Benchmark U.S. 10-year notes yield 1.18 percentage points more than 10-year German bunds, helping fuel demand for Treasuries on a relative-value basis. The gap was 1.21 percentage points on April 17, which was the most since October 2005, amid the Fed’s push to raise interest rates by 0.25 percentage point at 17 consecutive meetings before stopping at 5.25 percent in June 2006.
Treasuries dropped briefly as the ECB President Mario Draghi cut the deposit rate to minus 0.1 percent and said the bank will introduce new, “targeted” offerings of liquidity to banks to encourage them to lend money to the real economy. Officials will also start work on purchases of asset-backed securities, he said.
“We decided on a combination of measures to provide additional monetary policy accommodation and to support lending to the real economy,” Draghi told reporters in Frankfurt.
U.S. two-year yields at 0.38 percent were about 33 basis points more than those on similar-maturity German debt, almost the widest since 2007, according to closing-price data compiled by Bloomberg.
“It helps send the message that central banks around the world are more concerned with deflation than inflation,” said Kathy Jones, a fixed-income strategist at Charles Schwab & Co. in New York. “For us, it means a steeper yield curve.”
Schwab recommends clients hold Treasuries as part of their core fixed-income portfolios.
The Fed is tapering its monthly asset purchases as officials debate an exit to its ultra-loose monetary policy. The central bank will announce its next policy decision on June 18 after signaling at its April 29-30 meeting that low rates would persist for a “considerable time.”
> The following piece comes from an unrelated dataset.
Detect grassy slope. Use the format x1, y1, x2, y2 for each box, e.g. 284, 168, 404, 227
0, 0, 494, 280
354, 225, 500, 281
Futures prices put the likelihood the Fed will start raising borrowing costs by its June 2015 at 40 percent, based on trading on the CME Group Inc.’s exchange. The chances of a central-bank increase are 60 percent by its July 2015 meeting, the data show.
Treasuries fell earlier after the four-week average for jobless claims fell to 310,250 in the period ended May 31, the lowest since June 2007, a Labor Department report showed in Washington. The number of applications last week climbed to 312,000 from 304,000, in line with the median forecast of economists surveyed by Bloomberg.
A U.S. Labor Department’s nonfarm payrolls report tomorrow will show employers added 215,000 jobs in May, according to the median forecast in a Bloomberg News survey of 91 economists, down from April’s 288,000 gain that was the most since January 2012.
Treasuries still rose three basis points after the May 2 payrolls report, as average hourly earnings remained unchanged in April compared with a median forecast for a 0.2 percent increase. U.S. government debt also advanced on April 4, after March gains trailed forecasts. U.S. government debt fell March 7 on a stronger-than-estimated increase in employment.
The Bank of America Merrill Lynch MOVE Index, which measures price swings based on options, climbed four basis points to 64.9 basis points yesterday, the biggest gain since April 2.